Generally, the answer is no, because the loop will only iterate if it isn’t empty anyway.
It may help to look at the code the compiler generates:
julia> y = Float64[];
julia> function mysum(x)
s = zero(eltype(x))
for xᵢ ∈ x
s += xᵢ
end
s
end
mysum (generic function with 1 method)
julia> @code_native debuginfo=:none syntax=:intel mysum(x)
.text
mov rdx, qword ptr [rdi + 8]
test rdx, rdx
je L62
mov rax, qword ptr [rdi]
vxorpd xmm0, xmm0, xmm0
vaddsd xmm0, xmm0, qword ptr [rax]
cmp rdx, 1
je L61
cmp rdx, 2
mov ecx, 2
cmova rcx, rdx
mov edx, 1
nop dword ptr [rax]
L48:
vaddsd xmm0, xmm0, qword ptr [rax + 8*rdx]
inc rdx
cmp rcx, rdx
jne L48
L61:
ret
L62:
vxorps xmm0, xmm0, xmm0
ret
nop word ptr cs:[rax + rax]
The thing to look at here is the start of the function:
mov rdx, qword ptr [rdi + 8]
test rdx, rdx
je L62
It loads the length into the rdx
register, and then tests it against itself. Test performs &
.
Next, if the test returned 0
, it je
(jumps) to L62
. Bitwise &
-ing a number with itself only returns 0 if the number itself is zero, so this is a check for if the array is empty, and then immediately a jump.
Looking at L62
:
L62:
vxorps xmm0, xmm0, xmm0
ret
nop word ptr cs:[rax + rax]
It xor
s a register with itself to set it to zero (because the function just returns 0
if empty), and returns.
What if we added the check?
julia> @code_native debuginfo=:none syntax=:intel mysum_check(x)
.text
mov rax, qword ptr [rdi + 8]
test rax, rax
je L46
mov rcx, qword ptr [rdi]
vxorpd xmm0, xmm0, xmm0
vaddsd xmm0, xmm0, qword ptr [rcx]
cmp rax, 1
je L45
mov edx, 1
nop
L32:
vaddsd xmm0, xmm0, qword ptr [rcx + 8*rdx]
inc rdx
cmp rax, rdx
jne L32
L45:
ret
L46:
vxorps xmm0, xmm0, xmm0
ret
nop word ptr cs:[rax + rax]
This code is a little shorter, because in the previous version it first added a single number to 0
, checked if the loop was of length 1
, and immediately returned if so. But here it instead goes straight into the loop.

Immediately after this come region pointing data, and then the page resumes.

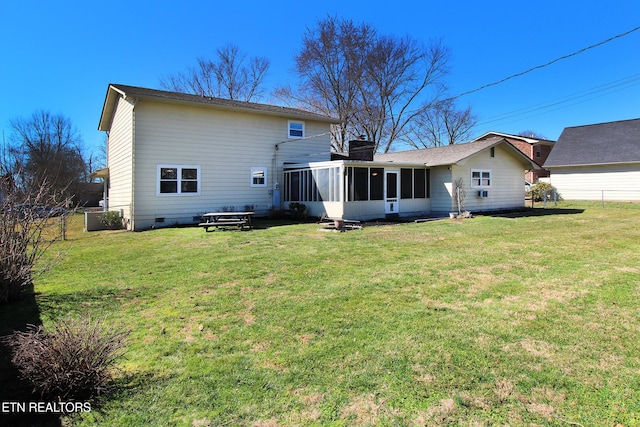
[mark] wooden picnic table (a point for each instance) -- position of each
(241, 220)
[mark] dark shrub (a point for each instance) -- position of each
(542, 190)
(73, 361)
(112, 220)
(298, 210)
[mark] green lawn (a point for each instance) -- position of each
(525, 320)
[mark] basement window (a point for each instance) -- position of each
(258, 177)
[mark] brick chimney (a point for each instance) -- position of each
(361, 149)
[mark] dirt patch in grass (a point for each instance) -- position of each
(364, 410)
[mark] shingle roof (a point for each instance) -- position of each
(449, 154)
(221, 103)
(597, 144)
(509, 137)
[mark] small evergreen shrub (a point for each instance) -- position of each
(541, 189)
(298, 210)
(73, 361)
(111, 220)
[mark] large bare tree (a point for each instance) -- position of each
(375, 84)
(231, 76)
(46, 148)
(441, 124)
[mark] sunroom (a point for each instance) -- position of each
(358, 190)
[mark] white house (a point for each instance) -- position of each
(172, 157)
(412, 183)
(597, 162)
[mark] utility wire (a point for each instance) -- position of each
(592, 93)
(547, 64)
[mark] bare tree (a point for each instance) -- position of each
(441, 124)
(230, 76)
(46, 148)
(26, 222)
(373, 83)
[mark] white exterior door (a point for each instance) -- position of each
(391, 192)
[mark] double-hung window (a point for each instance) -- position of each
(480, 178)
(296, 129)
(258, 177)
(176, 180)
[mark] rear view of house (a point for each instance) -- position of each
(172, 157)
(599, 161)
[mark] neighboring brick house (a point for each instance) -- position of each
(536, 149)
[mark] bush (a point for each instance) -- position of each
(26, 220)
(112, 220)
(541, 189)
(298, 210)
(74, 361)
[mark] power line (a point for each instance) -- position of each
(547, 64)
(593, 93)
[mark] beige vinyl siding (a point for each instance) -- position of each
(608, 182)
(507, 181)
(441, 190)
(225, 144)
(120, 159)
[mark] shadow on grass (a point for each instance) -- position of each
(533, 212)
(15, 317)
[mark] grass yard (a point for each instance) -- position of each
(505, 320)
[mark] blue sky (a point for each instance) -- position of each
(60, 56)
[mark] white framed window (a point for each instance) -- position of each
(258, 176)
(296, 129)
(480, 178)
(178, 180)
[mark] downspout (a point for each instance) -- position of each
(133, 163)
(275, 199)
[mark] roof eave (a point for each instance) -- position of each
(592, 164)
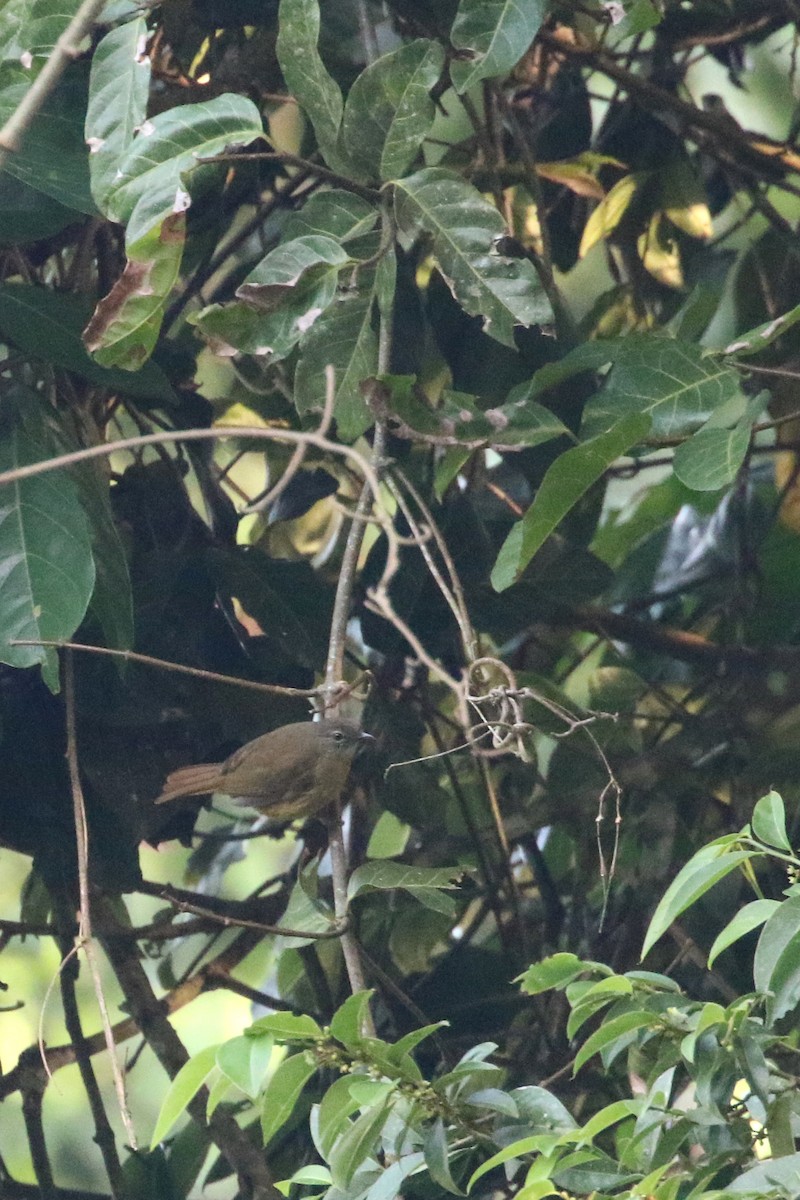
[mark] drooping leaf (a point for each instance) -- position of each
(745, 922)
(768, 821)
(47, 325)
(389, 111)
(570, 478)
(47, 570)
(348, 1021)
(673, 382)
(711, 459)
(437, 1157)
(702, 871)
(151, 191)
(776, 965)
(186, 1084)
(492, 35)
(464, 231)
(53, 155)
(245, 1060)
(343, 337)
(125, 325)
(302, 259)
(609, 211)
(118, 101)
(356, 1144)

I wouldn’t worry too much about that difference…
Consider that a CPU running at 4 GHz has 4 clock cycles per nanosecond, and there are 1 billion nanoseconds per second.
In each clock cycle, a modern CPU can often execute 3 ore more instructions.
So whatever difference this makes, it’ll be negligible.
Maybe I’m crazy enough to worry about every stray instruction, but also note that less isn’t necessarily better. As an extreme example, Julia’s broadcasting generates a lot of code that’s fast for different possibilities (e.g., different particular sizes being 1), plus a few checks to run whatever is fastest.